From one photo to another, the family pictures lining the walls of Aspire have a special meaning to those involved with the nonprofit.
Abbey Stone, the Program Director said, "We know life is tough, especially for these families who've given the ultimate sacrifice. We hate what they've been through, but we truly feel blessed that we get to be an impact in their life."
That's because these families are ones who've lost a love one who was serving our country or who've been wounded and left disabled.
Carla Wasson, the nonprofit's Board President said, "This is a program that's changing people's life's in a positive way."
Aspire helps these families get back on their feet through continued education.
They provide anywhere from $1,500 to $3,000 in scholarship money.
Wasson mentioned, "It's makes a huge difference because they have so many needs that they have."
Unlike other scholarships, the money can be used for more than just tuition and books including child care or bills along with other necessities.
"Anything to keep them in school anything that would prevent them from dropping out of school, we want to be a lifeline to them," explains Stone.
In doing so, the nonprofit also provides families they've help a support system.
Stone said, "We want be to be an extra family member and someone they can lean on.
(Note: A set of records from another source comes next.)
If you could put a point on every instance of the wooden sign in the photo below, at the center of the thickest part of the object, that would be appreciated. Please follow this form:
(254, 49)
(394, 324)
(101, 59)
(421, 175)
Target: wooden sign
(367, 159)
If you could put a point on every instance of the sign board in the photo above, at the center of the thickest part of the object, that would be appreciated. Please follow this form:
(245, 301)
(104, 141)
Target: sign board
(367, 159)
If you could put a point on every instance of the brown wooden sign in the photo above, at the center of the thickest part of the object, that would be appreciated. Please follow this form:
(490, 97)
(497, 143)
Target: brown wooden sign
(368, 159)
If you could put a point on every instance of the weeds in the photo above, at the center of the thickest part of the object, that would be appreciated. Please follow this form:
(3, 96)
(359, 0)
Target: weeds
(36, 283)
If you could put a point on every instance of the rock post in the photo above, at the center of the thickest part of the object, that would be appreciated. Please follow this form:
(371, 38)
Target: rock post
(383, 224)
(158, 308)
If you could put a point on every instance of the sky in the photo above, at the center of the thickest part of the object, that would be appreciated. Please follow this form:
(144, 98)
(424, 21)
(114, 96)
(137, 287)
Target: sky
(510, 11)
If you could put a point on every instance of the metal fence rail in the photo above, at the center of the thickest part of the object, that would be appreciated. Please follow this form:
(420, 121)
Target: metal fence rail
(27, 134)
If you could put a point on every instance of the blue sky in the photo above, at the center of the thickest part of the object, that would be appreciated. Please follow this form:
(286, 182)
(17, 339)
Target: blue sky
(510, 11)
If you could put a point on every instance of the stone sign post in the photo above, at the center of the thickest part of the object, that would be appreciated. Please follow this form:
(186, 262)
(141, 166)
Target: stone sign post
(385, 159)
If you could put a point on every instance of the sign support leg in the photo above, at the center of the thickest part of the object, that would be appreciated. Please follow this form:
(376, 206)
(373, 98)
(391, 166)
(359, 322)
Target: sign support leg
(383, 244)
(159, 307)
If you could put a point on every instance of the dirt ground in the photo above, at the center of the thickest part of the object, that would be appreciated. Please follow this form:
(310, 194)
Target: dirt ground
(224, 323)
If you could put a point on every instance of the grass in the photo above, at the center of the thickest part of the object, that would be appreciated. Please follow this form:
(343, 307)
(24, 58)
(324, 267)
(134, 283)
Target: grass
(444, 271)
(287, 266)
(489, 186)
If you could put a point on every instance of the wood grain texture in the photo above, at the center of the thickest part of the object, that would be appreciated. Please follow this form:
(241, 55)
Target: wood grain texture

Whether they made a great test score or there's something traumatic going on either with themselves or their child."
As a nonprofit, organizers say their biggest now are more applicants to know they exist and more support from the community to help others.
The hopes are to turn something tragic into something good."It's uplifting and you know you're making a difference in the world," said Stone.
Wasson explains "There are a lot of people out there who could benefit."